2. Parental effects and microevolution
Physiological and behavioral defenses against stressors are shaped across generations through parental investment. During my PhD I focused on the transmission of maternal antibodies and its effect on parasite resistance in pigeons. Our current studies on fishes aim at understanding how parental exposure to parasites and pollutants can affect the behavioral and physiological traits of their offspring through parental effects. In addition, we are characterizing the evolutionary mechanisms (plasticity, transgenerational plasticity, genetic adaptation) leading to phenotypic divergence across wild populations exposed to different environmental conditions.
3. Evolution of melanin-based coloration
Many vertebrate species display a wonderful melanin-based color diversity, but the biological significance of such coloration is still unclear. Recent results suggest that melanin-based coloration could reflect individual strategies. Each morph could display a specific behavioural and physiological strategy facing stressors and may be specialized in the exploitation of a particular microhabitat. For instance, darker pigeons have a better immunity and seem to be better adapted to heavily urbanized and parasitized environments compared to paler ones. Differently colored fish (trout and gudgeon) also respond differently to environmental variations. We are now testing (1) whether color variability could reflect alternative niche use and (2) whether more variable species/populations are better able to cope with environmental stressors.
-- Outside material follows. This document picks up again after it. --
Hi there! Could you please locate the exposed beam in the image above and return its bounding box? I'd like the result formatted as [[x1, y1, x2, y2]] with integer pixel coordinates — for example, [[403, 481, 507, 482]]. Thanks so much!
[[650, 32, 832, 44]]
4. Adaptation to global changes
We aim at deciphering which key physiological and behavioral traits are involved in the responses of wild vertebrates to human-induced perturbations (mainly pollution and urbanization). We are currently investigating the evolutionary processes leading (or not) to local adaptation in human-altered environments. The next step will be to assess their consequences for population persistence, hoping to provide useful knowledge and tools for managers.